He also calls the infamous owl theory -- which posited his wife died after an animal attack -- "very conceivable."
Michael Peterson says he hasn't watched HBO Max's miniseries "The Staircase," but he sure has a lot of thoughts about it and how he and his family were portrayed.
Peterson was convicted of murdering his wife Kathleen in 2003 after she was found dead at the bottom of the stairs in their home. After eight years in prison, he was released pending a new trial after it was ruled a witness for the prosecution gave "deliberately false" testimony on the stand. In 2017, Peterson pleaded guilty to manslaughter via an Alford plea, sentenced to time served and released.

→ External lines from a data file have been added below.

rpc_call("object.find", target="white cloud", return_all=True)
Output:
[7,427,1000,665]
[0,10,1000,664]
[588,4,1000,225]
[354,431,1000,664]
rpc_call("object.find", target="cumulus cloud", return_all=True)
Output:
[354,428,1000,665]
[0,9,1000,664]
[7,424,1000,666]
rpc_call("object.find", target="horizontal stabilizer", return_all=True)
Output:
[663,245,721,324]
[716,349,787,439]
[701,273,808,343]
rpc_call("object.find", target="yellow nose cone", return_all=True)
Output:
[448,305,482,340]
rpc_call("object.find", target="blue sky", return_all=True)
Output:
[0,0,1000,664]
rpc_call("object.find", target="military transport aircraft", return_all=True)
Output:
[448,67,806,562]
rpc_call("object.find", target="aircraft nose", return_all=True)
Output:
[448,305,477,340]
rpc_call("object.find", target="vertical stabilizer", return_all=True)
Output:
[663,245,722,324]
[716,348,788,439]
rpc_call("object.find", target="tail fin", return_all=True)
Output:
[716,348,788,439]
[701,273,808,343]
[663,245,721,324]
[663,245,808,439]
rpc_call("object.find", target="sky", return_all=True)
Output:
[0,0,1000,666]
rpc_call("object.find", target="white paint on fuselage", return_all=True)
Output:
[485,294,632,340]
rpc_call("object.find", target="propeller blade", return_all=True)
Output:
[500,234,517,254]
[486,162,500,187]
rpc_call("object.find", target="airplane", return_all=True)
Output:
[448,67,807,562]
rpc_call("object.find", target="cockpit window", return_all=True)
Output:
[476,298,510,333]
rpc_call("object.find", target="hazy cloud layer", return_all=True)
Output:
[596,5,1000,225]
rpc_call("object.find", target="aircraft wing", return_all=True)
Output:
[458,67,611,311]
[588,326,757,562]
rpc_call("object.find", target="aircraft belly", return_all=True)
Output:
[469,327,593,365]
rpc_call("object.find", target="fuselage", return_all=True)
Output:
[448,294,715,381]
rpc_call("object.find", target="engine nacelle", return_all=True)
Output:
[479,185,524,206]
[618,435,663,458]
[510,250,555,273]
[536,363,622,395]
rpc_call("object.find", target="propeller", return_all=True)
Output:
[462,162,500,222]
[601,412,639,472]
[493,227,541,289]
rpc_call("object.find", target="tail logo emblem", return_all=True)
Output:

His whole ordeal was chronicled for a French docu-series called "The Staircase," which was later released on Netflix. This year, HBO Max adapted it into a drama starring Colin Firth as Peterson and Toni Collette as Kathleen. The series dramatized the multiple theories as to how Kathleen died -- showing her simply slipping on the stairs, Michael killing her when she confronted him over gay porn and emails from male escorts on his computer, and her getting attacked by an owl outside, before falling down the stairs from her injuries.
Speaking with Variety, Peterson took issue with the series' multiple reenactments, before honing in on the porn one specifically. Though he said he has only watched the trailer for the show, he added he has heard about it from others and read about it extensively.
"I was there when she died, and I do not want to see two other depictions of her death that I’ve been told are violent and graphic. I just don't want to see that," he told the outlet. "Apparently, there's this one scene, when Kathleen dies — oh, I kill her supposedly — because she had seen the pornography on my laptop. Wrong, wrong, wrong! We never fought. There was nothing to fight about. I would be sickened to see the fictional Kathleen fighting and screaming."
"That completely fabricated episode with me killing Kathleen is grossly homophobic when she finds pornography on my computer late at night, though the prosecution expert testified that the computer was not accessed after 4 p.m.," he continued. "Creating a false and fictional sexual reason for me to kill her is disgustingly homophobic as well as wrong, as proven in court. How could [showrunner Antonio Campos] create a scene that was completely disproved in trial testimony? That shows his total disregard for truth, and his denigration of my bisexuality. He invented a reason for killing Kathleen based on my bisexuality. That also maligns Kathleen, who was a kind and understanding person."
As for the so-called "owl theory," however, Peterson said it was "very conceivable."
The author also took issue with Firth playing him.
"It could be worse, I suppose. He's not my favorite actor. Get Brad Pitt! But to be fair, I haven't seen his portrayal, but I heard he got [my] voice right and [my] mannerisms. But he didn't capture my energy or my humor," he said. "To me, Colin's a great actor but I can't think of any roles that weren’t dull as dirt that he's ever played and that's fine. I'm not denigrating him."
He added that the actor never reached out to him about the project -- and said he would have considered speaking with him if he had.
Peterson went on to criticize how the show turned Kathleen into, as he put it, "a screaming shrew," saying she and his children "are victims" to the showrunner's "grossly fictitious story."
HBO Max defended the series by reiterating that it's a "fictionalized series based on true events," something that is highlighted in a disclaimer with each episode. The streamer said the two showrunners also "relied on extensive source material, including first-hand accounts of the people involved in the events that took place" for the show.